Wasser sprudelt aus Hydranten

Regelmäßige Spülung aus Hygienegründen notwendig

 

Minden. Im Mindener Wasserversorgungsnetz befinden sich ca. 2.600 Hydranten, die einer regelmäßigen Spülung unterzogen werden müssen. Diese Maßnahme ist trotz Wasserknappheit weiterhin erforderlich, um eine Verkeimung durch in den Leitungen stehendes Wasser zu vermeiden.

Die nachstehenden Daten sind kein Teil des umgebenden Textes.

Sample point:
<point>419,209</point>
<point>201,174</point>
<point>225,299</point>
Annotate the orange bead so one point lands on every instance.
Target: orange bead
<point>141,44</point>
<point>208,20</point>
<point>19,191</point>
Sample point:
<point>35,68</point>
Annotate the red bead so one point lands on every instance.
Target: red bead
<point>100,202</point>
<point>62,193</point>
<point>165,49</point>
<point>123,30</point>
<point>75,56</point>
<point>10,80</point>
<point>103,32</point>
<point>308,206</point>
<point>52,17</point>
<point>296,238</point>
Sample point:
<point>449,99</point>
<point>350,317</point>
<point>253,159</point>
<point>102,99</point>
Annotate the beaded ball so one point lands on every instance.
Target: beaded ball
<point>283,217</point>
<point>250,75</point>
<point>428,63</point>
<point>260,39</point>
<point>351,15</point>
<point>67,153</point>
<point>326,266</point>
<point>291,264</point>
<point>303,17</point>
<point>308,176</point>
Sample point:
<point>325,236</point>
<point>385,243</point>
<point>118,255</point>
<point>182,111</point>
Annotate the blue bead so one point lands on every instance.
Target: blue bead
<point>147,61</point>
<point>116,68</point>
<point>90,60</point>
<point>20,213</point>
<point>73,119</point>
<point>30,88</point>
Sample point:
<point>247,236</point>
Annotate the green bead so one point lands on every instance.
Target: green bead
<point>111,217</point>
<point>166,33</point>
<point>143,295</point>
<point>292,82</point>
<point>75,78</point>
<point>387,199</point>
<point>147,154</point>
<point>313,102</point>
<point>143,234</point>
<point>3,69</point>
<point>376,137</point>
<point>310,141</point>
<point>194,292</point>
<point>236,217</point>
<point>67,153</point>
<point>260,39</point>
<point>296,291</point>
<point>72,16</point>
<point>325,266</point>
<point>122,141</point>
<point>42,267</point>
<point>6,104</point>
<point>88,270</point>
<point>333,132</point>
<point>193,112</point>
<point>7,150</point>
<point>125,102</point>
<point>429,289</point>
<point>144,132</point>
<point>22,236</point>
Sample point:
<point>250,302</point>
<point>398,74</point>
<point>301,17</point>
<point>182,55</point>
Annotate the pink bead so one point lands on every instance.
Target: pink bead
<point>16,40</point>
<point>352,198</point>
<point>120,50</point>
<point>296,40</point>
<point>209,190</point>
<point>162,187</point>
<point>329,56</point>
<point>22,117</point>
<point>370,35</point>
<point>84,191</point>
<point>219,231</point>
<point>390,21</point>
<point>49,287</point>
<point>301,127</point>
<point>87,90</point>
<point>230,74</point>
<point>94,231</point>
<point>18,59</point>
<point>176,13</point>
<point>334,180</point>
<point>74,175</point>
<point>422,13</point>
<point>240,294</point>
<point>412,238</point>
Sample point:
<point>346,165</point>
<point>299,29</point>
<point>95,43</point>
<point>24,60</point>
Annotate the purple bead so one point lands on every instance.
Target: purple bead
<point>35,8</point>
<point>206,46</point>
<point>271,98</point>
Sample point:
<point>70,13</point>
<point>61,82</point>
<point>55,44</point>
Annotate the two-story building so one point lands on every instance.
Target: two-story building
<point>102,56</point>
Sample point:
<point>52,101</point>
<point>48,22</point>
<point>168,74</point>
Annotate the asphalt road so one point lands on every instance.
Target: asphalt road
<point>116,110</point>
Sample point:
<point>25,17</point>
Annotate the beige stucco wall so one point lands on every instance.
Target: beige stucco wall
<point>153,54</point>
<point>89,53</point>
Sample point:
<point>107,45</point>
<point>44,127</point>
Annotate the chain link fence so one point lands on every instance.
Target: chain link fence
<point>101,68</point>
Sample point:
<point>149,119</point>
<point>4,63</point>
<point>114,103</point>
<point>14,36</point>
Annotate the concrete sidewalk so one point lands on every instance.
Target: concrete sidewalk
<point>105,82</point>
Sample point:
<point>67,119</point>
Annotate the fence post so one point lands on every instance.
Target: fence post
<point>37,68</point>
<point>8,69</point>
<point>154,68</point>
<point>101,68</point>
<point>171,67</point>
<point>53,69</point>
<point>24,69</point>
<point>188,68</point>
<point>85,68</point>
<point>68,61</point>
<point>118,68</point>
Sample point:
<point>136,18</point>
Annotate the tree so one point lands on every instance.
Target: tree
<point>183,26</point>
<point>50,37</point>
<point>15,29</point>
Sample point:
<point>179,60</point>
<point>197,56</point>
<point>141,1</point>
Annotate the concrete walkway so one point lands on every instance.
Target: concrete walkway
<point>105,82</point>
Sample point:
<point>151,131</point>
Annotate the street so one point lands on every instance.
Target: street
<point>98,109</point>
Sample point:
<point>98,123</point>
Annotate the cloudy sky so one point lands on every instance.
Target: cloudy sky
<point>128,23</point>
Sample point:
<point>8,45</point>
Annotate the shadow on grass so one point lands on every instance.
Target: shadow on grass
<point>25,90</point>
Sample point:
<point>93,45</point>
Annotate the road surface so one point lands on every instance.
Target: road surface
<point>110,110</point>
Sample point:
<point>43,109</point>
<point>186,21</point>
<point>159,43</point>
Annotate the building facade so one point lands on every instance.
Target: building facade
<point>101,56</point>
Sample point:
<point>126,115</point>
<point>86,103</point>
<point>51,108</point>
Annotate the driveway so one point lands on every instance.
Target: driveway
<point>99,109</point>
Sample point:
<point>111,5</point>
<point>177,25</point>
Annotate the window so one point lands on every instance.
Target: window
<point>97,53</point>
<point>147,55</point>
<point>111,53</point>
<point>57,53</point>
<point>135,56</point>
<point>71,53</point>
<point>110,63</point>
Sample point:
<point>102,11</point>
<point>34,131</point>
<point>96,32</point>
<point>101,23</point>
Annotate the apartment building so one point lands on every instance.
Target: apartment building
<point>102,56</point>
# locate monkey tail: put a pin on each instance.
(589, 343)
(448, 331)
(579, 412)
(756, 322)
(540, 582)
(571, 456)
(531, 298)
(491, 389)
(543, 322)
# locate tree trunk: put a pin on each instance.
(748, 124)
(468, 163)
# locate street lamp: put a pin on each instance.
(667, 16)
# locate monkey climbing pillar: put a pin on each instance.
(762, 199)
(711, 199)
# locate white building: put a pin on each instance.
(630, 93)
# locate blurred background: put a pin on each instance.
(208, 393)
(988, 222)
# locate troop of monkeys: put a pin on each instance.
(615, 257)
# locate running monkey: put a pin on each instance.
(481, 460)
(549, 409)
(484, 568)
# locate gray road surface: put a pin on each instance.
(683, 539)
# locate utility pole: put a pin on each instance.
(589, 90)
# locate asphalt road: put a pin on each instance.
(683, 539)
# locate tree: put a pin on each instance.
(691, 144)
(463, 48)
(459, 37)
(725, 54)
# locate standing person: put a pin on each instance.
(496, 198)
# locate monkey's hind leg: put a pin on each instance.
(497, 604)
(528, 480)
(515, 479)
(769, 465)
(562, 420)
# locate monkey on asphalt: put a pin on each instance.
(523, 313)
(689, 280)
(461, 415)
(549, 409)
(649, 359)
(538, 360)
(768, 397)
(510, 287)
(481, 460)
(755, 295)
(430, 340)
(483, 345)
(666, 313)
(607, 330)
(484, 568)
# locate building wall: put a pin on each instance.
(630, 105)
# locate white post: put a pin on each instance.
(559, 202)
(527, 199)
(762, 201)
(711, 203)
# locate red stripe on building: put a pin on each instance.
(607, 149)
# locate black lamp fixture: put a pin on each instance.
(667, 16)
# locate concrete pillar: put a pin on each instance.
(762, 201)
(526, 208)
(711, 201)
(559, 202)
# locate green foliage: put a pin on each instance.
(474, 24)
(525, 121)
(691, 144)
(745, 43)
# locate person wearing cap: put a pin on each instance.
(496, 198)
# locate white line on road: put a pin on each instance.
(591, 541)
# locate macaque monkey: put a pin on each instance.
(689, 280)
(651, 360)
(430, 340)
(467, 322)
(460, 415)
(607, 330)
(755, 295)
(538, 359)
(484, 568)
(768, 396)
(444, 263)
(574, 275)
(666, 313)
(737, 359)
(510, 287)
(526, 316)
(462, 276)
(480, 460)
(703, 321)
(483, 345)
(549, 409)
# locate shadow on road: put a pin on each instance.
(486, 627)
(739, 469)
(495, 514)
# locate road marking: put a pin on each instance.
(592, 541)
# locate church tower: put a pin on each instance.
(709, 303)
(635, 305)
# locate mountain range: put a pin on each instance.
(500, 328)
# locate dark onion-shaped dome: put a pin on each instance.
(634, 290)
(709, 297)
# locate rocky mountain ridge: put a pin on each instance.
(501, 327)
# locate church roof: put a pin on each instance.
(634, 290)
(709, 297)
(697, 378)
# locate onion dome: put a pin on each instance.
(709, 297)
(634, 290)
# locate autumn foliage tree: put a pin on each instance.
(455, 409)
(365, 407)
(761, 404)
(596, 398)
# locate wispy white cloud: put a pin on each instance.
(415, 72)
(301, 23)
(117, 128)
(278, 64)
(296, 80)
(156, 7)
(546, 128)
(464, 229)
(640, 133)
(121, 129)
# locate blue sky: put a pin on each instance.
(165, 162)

Guido Melchin ist das ganze Jahr über im Einsatz, um die insgesamt 2.600 Hydranten im Mindener Wassernetz zu spülen. Diese dienen der Brandbekämpfung und befinden sich meist auf öffentlichen Gehwegen oder Straßen.

„Die meisten Hydranten müssen lediglich einmal in vier Jahren geprüft und gespült werden“, erklärt Ralf Deistler von den Mindener Stadtwerken. „Es gibt aber auch so genannte Endhydranten, die – wie der Name schon sagt – am Ende einer Trinkwasserleitung sitzen.“ Diese müssen mindestens im Vier-Wochen-Rhythmus gespült werden. „Durch das stagnierende Wasser in den Endhydranten kann es -insbesondere in den warmen Sommermonaten – ohne Spülung schnell zu Verkeimungen kommen“, so Deistler weiter.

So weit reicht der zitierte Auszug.